So, if Judge Hill had any doubts as to whether the jury could really put the witnesses statements about what the defendant's family believed out of their minds, declaring a mistrial was probably the right thing to do.

Mistrials, and the re-trials that inevitably follow them, do not violate the Constitutional prohibition against double jeopardy. (The proposition that one can't be tried more than once for the same crime.) That is as long as it's the defense that asks that a mistrial be declared. By making the motion for a mistrial the defense is deemed to have waived their right to object to a re-trial on the grounds of double jeopardy.

On the other hand, if the prosecution asks for a mistrial and the motion is granted, a retrial would violate the double jeopardy clause because there has been no waiver of protection against double jeopardy by the defendant.

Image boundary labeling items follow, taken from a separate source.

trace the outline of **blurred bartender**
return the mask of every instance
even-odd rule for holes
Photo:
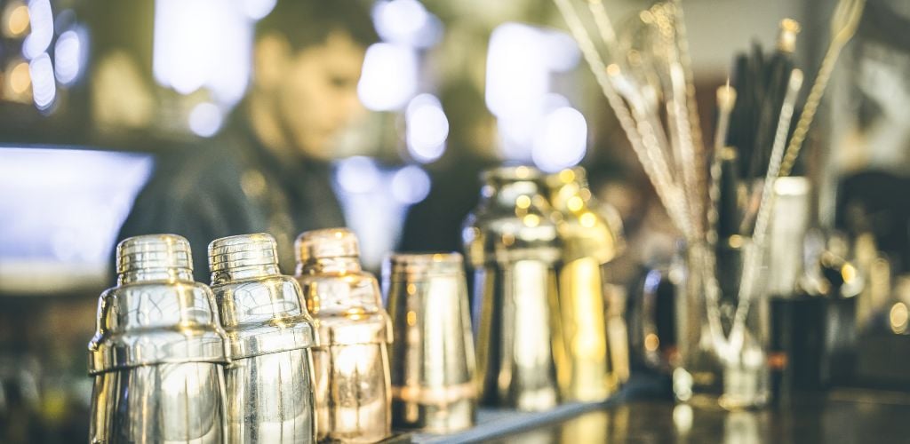
[[[345,225],[330,185],[330,148],[362,110],[357,84],[375,40],[359,2],[279,1],[257,24],[249,91],[225,130],[159,156],[118,238],[184,236],[197,280],[207,282],[210,241],[268,232],[278,239],[281,268],[292,270],[298,233]]]

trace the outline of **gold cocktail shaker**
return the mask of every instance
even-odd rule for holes
[[[482,176],[478,208],[465,221],[473,271],[480,402],[520,410],[556,405],[553,340],[559,338],[556,263],[561,251],[543,175],[529,166]]]
[[[301,308],[300,286],[278,271],[275,238],[215,239],[208,264],[231,350],[225,442],[316,442],[314,328]]]
[[[193,281],[189,242],[129,237],[116,271],[88,344],[89,442],[221,444],[228,353],[215,297]]]
[[[395,427],[430,433],[470,429],[477,388],[461,255],[392,255],[383,270],[383,288],[395,337]]]
[[[379,287],[360,267],[345,228],[297,238],[295,278],[319,338],[313,348],[320,441],[376,442],[391,434],[388,344],[391,325]]]
[[[549,175],[546,183],[550,203],[561,215],[556,227],[562,241],[561,342],[554,348],[560,389],[566,400],[602,400],[629,377],[625,322],[620,308],[610,306],[602,267],[623,247],[622,221],[598,207],[583,168]]]

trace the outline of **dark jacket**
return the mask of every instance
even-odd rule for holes
[[[158,156],[117,240],[183,236],[193,250],[193,275],[207,283],[208,243],[217,237],[269,233],[282,271],[291,274],[298,233],[343,226],[328,164],[279,160],[238,123],[208,143]]]

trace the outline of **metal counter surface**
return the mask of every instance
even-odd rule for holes
[[[735,412],[619,398],[544,413],[481,409],[477,426],[466,432],[410,438],[418,443],[910,442],[910,393],[843,388],[787,407]]]

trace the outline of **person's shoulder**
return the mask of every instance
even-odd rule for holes
[[[242,159],[236,147],[212,139],[157,155],[154,180],[172,192],[187,194],[236,187],[241,170]]]

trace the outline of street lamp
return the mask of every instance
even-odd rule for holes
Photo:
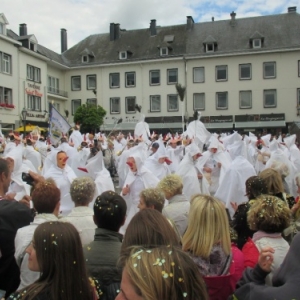
[[[24,126],[23,134],[24,134],[24,137],[25,137],[25,134],[26,134],[26,117],[27,117],[27,110],[26,110],[25,107],[22,109],[21,115],[22,115],[22,121],[23,121],[23,126]]]

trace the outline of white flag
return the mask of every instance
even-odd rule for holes
[[[67,120],[52,106],[51,119],[50,119],[50,141],[52,144],[57,144],[62,138],[63,134],[66,134],[71,125]]]

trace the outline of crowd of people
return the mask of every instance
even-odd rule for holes
[[[294,135],[1,143],[0,298],[300,299]]]

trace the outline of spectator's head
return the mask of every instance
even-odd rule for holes
[[[11,182],[11,170],[9,168],[8,161],[0,158],[0,192],[2,192],[2,195],[4,196],[9,188]]]
[[[35,299],[45,289],[53,299],[77,299],[79,293],[82,299],[94,299],[80,236],[72,224],[45,222],[39,225],[26,252],[28,268],[41,273],[35,283],[26,287],[26,299]]]
[[[182,179],[179,175],[171,174],[165,176],[157,186],[159,189],[163,191],[166,199],[170,199],[175,195],[182,194],[183,183]]]
[[[91,177],[75,178],[70,187],[70,194],[75,206],[88,206],[95,195],[96,185]]]
[[[116,300],[208,299],[196,264],[178,247],[135,246],[130,250],[122,257],[121,292]]]
[[[224,204],[208,195],[191,199],[188,227],[182,238],[182,248],[193,255],[208,258],[215,245],[229,255],[231,249],[229,220]]]
[[[251,176],[246,180],[246,194],[249,200],[255,199],[261,194],[267,194],[268,188],[259,176]]]
[[[131,219],[126,229],[121,253],[128,254],[128,247],[134,245],[143,247],[179,246],[179,241],[166,217],[155,209],[143,209]]]
[[[162,212],[165,204],[165,197],[159,189],[149,188],[144,189],[140,193],[140,201],[138,208],[140,210],[145,208],[156,209]]]
[[[120,195],[106,191],[94,203],[94,222],[98,228],[118,232],[125,222],[126,210],[126,202]]]
[[[58,216],[60,207],[60,190],[51,178],[39,182],[31,194],[34,209],[38,214]]]
[[[259,173],[259,177],[264,180],[269,195],[277,195],[284,192],[282,178],[278,171],[268,168]]]
[[[271,195],[261,195],[248,211],[248,224],[252,230],[281,233],[289,226],[290,209],[285,201]]]

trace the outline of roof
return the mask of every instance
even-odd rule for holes
[[[156,26],[156,35],[151,36],[150,28],[120,30],[119,38],[110,40],[110,33],[94,34],[86,37],[63,54],[58,54],[41,45],[38,53],[62,65],[77,67],[109,63],[124,63],[143,60],[169,59],[175,57],[213,57],[261,51],[278,51],[300,48],[300,15],[290,12],[250,18]],[[20,37],[8,30],[7,35],[15,40]],[[251,40],[263,39],[262,48],[251,48]],[[216,51],[205,52],[205,43],[217,44]],[[161,56],[160,48],[168,47],[168,55]],[[126,51],[125,60],[119,53]],[[89,62],[82,61],[82,55],[90,55]]]

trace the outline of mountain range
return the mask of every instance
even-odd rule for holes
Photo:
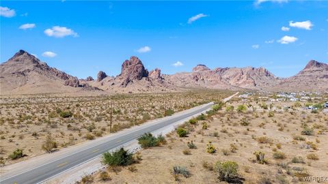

According to the account in the News-Press yesterday, the prosecutor on the case, Gordon Auchincloss, had joined defense attorney Bob Sanger in making a motion for a mistrial, but later withdrew it. If that's true, that would have been a rookie mistake by a veteran prosecutor. (Assuming he didn't withdraw the motion before it was ruled upon.) If the mistrial had been deemed to have been granted on the prosecution's motion, jeopardy would have attached and a retrial would have been barred. Now that would have been a disaster.